Singapore’s POFMA Law: Riding the Fault-line between Regulation and Dissent

On 25 November 2019, Singapore for the first time used its new law, Protection from Online Falsehoods and Manipulation Act (POFMA), to identify as false a Facebook post that was critical of the state led investment funds, which was allegedly posted by a member of the political opposition. This particular post on Facebook belonged to Brad Bowyer, a member of the opposition Progress Singapore Party, who happens to be a UK born politician but a naturalized Singaporean. Bowyer had earlier been a member of the ruling party the People’s Action Party (PAP) and is now with the opposition. Bowyer’s reference to the state influence on decisions made by state investors in Temasak Holdings and GIC implicates that the ruling party favours these two sovereign wealth funds, pushing the state agenda in this context.

Interestingly as the effect of the US-China trade war has begun to impact the Southeast Asian region, Singapore’s sovereign wealth funds, both GIC and Temasak, have approached the matter with the long standing Singaporean methodology to huge dramatic shifts – caution! Both these wealth funds have been cautious in terms of the regional economic forecast and have been watchful of the shifts resulting from the ongoing economic tussle between United States and China, even looking to see if opportunities emerge elsewhere in the region where a positive investment is likely such as in Vietnam which is seeing a more robust economic outcome as a result of the trade war, with investments moving to Vietnam. Thereby Bowyer’s reference to influence was seen as a matter that would reflect poorly on the leading investment funds in Singapore bringing with it signs of economic distress and trust deficit to investors. In response to the order the post was marked with a stamp clearly indicating that the details were false and Bowyer also did a quick retraction of his post.

The debate surrounding POFMA has seen some heated discussions and responses from within the Singapore parliament and civil society groups. In the run up to the passing of the POFMA in May 2019 several civil society groups expressed concerns over the fact that the bill was likely to grant excessive discretionary powers to those who are within the executive authority of the Singapore government, specifically the Ministers within the People’s Action Party (PAP), almost a single party dominating the political landscape in the country. Moreover, it gave the authority to Ministers to decide what constitutes fake news, thereby allowing them to have a whip over the nature and content that will be disseminated. And it allowed for the same ministers to exempt anyone they wanted from facing charges of fake news dissemination.

Interestingly, POFMA law is applicable to both individuals and corporate – whereby a person or an organization will be compelled to retract any online communication which violates the law on fake news. Corrections of the news may also be ordered by the authority in question, even requesting for the disabling of the access to that particular content. If these orders are not adhered to the matter would then be a criminal offense. This applies to all aspects of social media and can also be extended to include communications between individual members. Often in the case of social media the individual user may not be even aware of the nature of content shared, but these orders can nevertheless be applied in such cases too.
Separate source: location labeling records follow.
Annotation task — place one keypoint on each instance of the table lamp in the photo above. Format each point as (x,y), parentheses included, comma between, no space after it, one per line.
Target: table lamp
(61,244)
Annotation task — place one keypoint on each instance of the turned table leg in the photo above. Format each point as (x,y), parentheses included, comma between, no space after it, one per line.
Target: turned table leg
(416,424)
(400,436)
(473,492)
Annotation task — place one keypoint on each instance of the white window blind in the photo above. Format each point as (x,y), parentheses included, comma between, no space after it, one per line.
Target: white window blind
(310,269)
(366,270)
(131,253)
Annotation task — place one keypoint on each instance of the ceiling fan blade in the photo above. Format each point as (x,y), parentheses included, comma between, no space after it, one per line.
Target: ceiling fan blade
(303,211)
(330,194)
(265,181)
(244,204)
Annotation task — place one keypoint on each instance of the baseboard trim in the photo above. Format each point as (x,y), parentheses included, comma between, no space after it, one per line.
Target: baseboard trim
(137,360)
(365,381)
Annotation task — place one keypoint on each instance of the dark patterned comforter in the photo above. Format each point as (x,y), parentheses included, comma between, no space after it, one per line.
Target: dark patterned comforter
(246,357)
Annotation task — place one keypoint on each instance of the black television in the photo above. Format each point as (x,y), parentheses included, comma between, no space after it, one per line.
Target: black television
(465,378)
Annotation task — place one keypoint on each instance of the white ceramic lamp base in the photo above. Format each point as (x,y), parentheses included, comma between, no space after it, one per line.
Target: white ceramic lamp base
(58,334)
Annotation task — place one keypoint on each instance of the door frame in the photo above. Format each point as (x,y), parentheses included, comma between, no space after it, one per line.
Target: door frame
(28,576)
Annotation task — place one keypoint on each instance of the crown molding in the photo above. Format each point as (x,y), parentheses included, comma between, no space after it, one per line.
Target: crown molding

While the debates in Singapore on POFMA will be tested over a period of time it is significant to highlight that the challenge emanating from fake news is becoming increasingly difficult to manage. The origins of fake news lie in the United States Presidential Campaign of 2016, which became the high point on how the effects of fake news could bring about serious shifts in public opinion and damage the democratic legacy of a country. Increasingly, countries are also looking at fake news as a source of threat to national security, especially because it has the ability to seriously erode the fabric of social cohesion and law and order within states. Moreover, as proved by the US Presidential elections of 2016, fake news has been instrumental in severely damaging public institutions which have been built over several decades. Within this background several countries have sought to bring about legislation that could counter the onslaught of fake news and hate propaganda through the use of social media.

Singapore’s step to implement the POFMA while addressing its individual concerns is not without regional support. In September 2017 the ASEAN moved towards a regional approach to mitigate the impact of fake news. Under the initiative ASEAN Ministers Responsible for Information (AMRI), there has been an effort to address the negative implications for the region due to social media spreading hate without any restrictions. Singapore which was the Chair of ASEAN in 2018 headed the move towards the establishment of a regional approach to counter the problem. The focus was to promote areas of joint research which would evolve effective responses to dealing with fake news – in terms of both origin and content. Moreover, with Singapore passing the POFMA bill, ASEAN in the future may see it critical to address the growing security challenges that emerge from issues of fake news and bring it further into the ASEAN’s Politico-Security Community pillar. For the time being, however, Singapore will continue to ride the fault-line between what is seen as `necessary regulation’ and `stifling dissent’.

Professor Shankari Sundararaman is Professor of Southeast Asian Studies, School of International Studies, Jawaharlal Nehru University, New Delhi.